Malone also suggests that the tools for success already exist for becoming protean, and cites companies like Google, Twitter, and Wikipedia as being early-stage protean, as well as some large, well-known companies like HP, Intel and IBM.
How will these changes impact agencies and new business? Here are a few of my recommendations and predictions…
- Stay current with the latest technologies. Those agencies that fall behind will be left permanently behind. Marketers will need to be incredibly adaptive just to survive the coming upheavals in their own companies and industries, and will depend on marketing partners who are more knowledgeable than they are.
- The continuing destruction of corporate hierarchies is going to make it harder to determine who’s in charge, and that responsibility will change and morph more than it already has.
- There will be increased opportunities to communicate a company’s myths and history internally to widespread and diverse employees. Everyone will need to know what the company stands for; effective communication to all stakeholders will be critically important.
- One of the greatest opportunities will be harnessing the creative, entrepreneurial energies of Gen Y employees.

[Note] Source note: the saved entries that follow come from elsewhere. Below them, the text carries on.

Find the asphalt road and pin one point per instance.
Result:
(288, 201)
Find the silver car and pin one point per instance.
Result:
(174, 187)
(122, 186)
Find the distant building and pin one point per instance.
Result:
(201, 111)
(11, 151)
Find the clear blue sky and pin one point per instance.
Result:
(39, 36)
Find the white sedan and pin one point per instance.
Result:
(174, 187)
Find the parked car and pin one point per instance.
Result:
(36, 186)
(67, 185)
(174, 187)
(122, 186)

- New business development will also change shape, and will likely be driven by connections that will begin and grow digitally through social networking. Meetings are likely to take place more virtually than they do today.
What I don’t predict will change: people will still do business with people they like. The ability of your new business person to “connect” with your prospects will be as important as ever.
This book is likely to become a business bestseller. Change is coming and you’ll want to keep up with it.